そうしたら次は、本当に最後の曲。選曲は言うまでもなくて、向かい合うメンバーに「行きますか」って瀧田さんが目で合図してる。フウマさんがくるんってフロアに向き直って、瀧田さんに手でスッて合図して、シャンシャンシャンってはじまる夜明け。すごくカッコよかった。来るってわかってるのに意表突かれてるみたいで不思議な感覚。

 

間奏。たくさんの腕が上がって、観たかった景色がそこに広がっている気配を背中だけで感じて、視線はライブハウスの奥まで見渡しているフウマさんに釘付けのまま。嘘、本当はちょっとだけ振り返った。想像より多かったなんて言ったら失礼かな。そんなフロアを観て、無言で曲に戻るフウマさんのいるステージに向かって拳を掲げてた。あなたが立っているいまこの場所この瞬間だけで、僕らは息をするんだ。

 

 

最後写真撮ってもいいですかって、集合写真。
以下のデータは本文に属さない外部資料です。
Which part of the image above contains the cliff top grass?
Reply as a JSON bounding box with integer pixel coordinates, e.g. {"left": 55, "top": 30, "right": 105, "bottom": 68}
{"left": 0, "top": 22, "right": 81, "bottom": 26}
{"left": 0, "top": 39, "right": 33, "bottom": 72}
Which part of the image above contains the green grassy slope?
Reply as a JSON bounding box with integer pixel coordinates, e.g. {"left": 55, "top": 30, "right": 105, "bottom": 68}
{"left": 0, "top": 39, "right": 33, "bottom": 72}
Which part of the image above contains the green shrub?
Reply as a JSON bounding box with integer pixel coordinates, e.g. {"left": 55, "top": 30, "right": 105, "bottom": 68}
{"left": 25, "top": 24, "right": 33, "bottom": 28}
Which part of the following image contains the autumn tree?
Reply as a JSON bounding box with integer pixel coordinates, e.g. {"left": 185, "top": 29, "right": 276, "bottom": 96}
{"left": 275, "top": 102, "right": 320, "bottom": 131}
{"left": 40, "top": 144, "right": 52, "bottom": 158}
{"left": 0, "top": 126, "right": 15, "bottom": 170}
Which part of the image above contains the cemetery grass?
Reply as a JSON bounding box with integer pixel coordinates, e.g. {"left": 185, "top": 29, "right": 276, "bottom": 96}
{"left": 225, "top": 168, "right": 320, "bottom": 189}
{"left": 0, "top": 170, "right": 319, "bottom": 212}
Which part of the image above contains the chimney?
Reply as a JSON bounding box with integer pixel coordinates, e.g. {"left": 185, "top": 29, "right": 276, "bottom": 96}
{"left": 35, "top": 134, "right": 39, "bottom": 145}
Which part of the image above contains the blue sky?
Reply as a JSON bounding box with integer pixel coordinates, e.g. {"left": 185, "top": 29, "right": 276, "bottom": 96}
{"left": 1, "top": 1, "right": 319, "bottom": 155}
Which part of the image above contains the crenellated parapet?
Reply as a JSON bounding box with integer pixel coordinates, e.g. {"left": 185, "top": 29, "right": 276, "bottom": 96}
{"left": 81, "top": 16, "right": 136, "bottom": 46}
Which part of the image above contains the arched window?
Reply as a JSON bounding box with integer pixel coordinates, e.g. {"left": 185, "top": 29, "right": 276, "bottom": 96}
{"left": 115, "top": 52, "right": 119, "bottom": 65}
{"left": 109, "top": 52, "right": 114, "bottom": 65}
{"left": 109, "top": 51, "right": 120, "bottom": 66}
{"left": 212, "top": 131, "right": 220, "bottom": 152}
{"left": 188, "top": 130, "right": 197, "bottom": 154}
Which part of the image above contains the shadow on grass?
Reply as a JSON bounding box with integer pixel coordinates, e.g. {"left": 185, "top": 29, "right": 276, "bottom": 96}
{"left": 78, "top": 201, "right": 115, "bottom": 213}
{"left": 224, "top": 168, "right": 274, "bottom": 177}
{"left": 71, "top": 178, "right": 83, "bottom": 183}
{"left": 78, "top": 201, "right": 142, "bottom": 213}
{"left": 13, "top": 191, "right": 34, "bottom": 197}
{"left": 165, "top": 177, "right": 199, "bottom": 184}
あがった写真の誰も彼もが笑ってて、フウマさんも楓記さんも瀧田さんも、浅井さんも、本当にいい日だったんだなあって。その体感と事実が揺るがされることは、この先もずっとない。

 

01.光の中で
02.リフレイン
03.影踏み
04.東京ノスタルジア
05.autumn
06.空蟬
07.ライカ
08.本当につらくなってしまったあなたへ
09.O2.
10.それでも生きていくあなたへ
11.サイハテ
12.オレンジ
13.1960
14.daylight
15.ラストシーン

en1.夢喰い
en2.夜明け

ワンマン前日はずっと、今日明日明後日の3日間を無限にループしたいって思ってたのに、不思議なことにいまは全く、戻りたいとももう1回とも思わない。たった1度きりの、最初で、最後の日。大切な日を、ただただ幸せな日にしてくれてありがとう。いまはただあの空間の幸せを必死に心に刻み込もうとしている。
これからも、いつか願った、ずっとこの先も見届けたい、って想いは同じままです。どこにも嘘なんてない。

 

私は、スロウハイツと太陽が大好きで、特別に大切です。